First up: Making medicine is no joke. They’re not juggling geese in those labs, they are hard at work doing research, expensive research, and yet they don’t make new medicines very often because it is difficult.

How hard?

Your odds of discovering a new medicine that makes it to the market, during your entire career in medicine discovery, are less than 1%.

Second: Inventing medicine is expensive. The nice round number we used to use back when I was still working pharma was $1 billion from “Drug idea” to “Drug on the market.” 

When you start out, you still don’t know whether your drug will work. You’re just going to have start pouring out money and hope, hope, hope that the thing that comes out in the other end is an approved drug, because you’re not getting any of that money back except through sales. So the idea that $500 million into the process, they stop and check whether their new molecule is a cure instead of maintenance – and then toss it – you are frankly mad. At half a billion into the hole, we would be jubilant to find out that we have a cure.
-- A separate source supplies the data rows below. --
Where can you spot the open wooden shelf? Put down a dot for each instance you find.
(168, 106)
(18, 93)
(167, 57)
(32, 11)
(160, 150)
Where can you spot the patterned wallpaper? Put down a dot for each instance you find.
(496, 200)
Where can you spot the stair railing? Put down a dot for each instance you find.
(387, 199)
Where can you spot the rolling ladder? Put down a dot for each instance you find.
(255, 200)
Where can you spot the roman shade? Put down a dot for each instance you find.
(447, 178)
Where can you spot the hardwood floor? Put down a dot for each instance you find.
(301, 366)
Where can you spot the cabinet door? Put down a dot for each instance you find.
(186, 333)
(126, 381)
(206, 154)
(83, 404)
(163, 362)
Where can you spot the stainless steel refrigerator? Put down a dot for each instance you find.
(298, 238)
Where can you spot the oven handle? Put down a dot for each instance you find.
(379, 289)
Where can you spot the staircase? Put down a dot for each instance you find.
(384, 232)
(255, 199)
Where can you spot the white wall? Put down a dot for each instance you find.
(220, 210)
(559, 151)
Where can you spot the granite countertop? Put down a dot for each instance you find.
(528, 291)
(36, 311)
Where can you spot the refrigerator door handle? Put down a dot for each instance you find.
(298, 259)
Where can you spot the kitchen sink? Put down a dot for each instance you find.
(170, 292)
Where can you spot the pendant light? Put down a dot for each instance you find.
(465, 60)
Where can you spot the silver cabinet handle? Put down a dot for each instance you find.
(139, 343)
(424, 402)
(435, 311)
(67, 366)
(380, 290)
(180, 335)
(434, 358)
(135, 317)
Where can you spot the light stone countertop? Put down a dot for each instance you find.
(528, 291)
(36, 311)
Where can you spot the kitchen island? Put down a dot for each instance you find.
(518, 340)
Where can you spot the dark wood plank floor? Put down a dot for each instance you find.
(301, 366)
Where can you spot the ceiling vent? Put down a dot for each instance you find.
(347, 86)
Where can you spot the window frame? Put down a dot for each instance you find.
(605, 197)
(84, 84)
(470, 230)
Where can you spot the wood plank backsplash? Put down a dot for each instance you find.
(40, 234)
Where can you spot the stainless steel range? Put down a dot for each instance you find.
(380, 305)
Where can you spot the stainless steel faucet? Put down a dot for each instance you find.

Third (And this is the one that made me decide to write this to start with): INSULIN DOESN’T MAKE ANY MONEY. HOW can you possibly believe that they’re hiding the “unprofitable” cure to sell the “profitable” maintenance when the maintenance isn’t profitable. If you follow the money upchain from your pharmacy, through the import company, to the factory, to the owner, to the holding company, to the … oh wait what’s that? It turns out Novo Nordisk, the worlds biggest insulin producer is primarily owned by the Novv Nordisk Foundation, a non-profit organization who re-invests everything into grants and research? So who, exactly, are we blaming for being greedy again? Because having worked for them, I can promise you: Novo Nordisk is a very generous company who pays a very competitive salary, and any money left over goes into research.


The reason they’re not inventing the cure for X is that they’re trying to invent the cure for X but there are no guarantees. Drugs are expensive, nobody can afford to suppress anything. “Greed” is a terrible motive to assign a non-profit.